Le domestique prend ainsi les allures d’un rapport renouvelé à l’éco-nomie et à l’éco-logie, toutes deux fondées sur l’oikos (la maison) à quoi on associe le logos (connaissances) ou le nomos (administrer). Cette tension dresse une parabole biopolitique entre veillance et surveillance, soin et contrôle, élevage et éducation, domestication et transmission. Au fond s’entendent les murmures de celleux qui cherchent à tisser quelque chose qui nous survit et que l’on peut léguer à une descendance.

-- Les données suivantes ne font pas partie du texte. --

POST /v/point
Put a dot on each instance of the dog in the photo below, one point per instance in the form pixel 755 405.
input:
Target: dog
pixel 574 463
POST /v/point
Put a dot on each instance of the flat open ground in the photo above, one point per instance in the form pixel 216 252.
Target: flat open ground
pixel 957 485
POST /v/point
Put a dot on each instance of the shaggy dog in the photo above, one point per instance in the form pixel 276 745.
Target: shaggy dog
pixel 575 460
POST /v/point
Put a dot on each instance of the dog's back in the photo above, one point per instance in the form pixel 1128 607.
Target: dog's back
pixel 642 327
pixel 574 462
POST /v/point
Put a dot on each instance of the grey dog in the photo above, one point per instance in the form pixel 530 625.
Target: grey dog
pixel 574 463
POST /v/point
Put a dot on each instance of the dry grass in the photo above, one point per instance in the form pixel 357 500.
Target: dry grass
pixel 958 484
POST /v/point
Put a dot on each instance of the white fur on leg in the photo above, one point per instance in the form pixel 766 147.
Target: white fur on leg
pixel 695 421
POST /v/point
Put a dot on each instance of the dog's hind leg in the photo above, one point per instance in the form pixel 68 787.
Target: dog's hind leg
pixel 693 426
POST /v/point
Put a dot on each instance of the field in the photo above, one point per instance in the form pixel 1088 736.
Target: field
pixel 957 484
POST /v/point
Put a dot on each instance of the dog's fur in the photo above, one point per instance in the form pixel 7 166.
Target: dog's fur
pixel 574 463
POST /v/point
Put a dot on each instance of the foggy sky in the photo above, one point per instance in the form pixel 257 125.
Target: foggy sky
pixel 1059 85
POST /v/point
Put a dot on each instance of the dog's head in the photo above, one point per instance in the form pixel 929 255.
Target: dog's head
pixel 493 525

Se télescopent et se superposent des mondes, où il ne s’agit plus d’opposer les privilèges des un.e.s aux acquis des autres, mais d’insuffler des perspectives inclusives qui renversent les hiérarchies établies. Polysémique, l’exposition opère ainsi un chiasme entre textile et textuel, travaux de dames (assignées à résidence) et renouvellement de voix émancipatrices. L’exposition se situe en cela à l’interaction des points de friction entre l’onirique et le pragmatique, dans cette zone de contact et de métamorphoses qui nous plonge dans un rêve éveillé. Elle inspire l’idée d’un débordement de la vie nocturne dans la vie diurne qui se profile par le bas et l’ordinaire sans imposer les hauteurs de l’esprit ni la tyrannie de l’optimisation de la vie.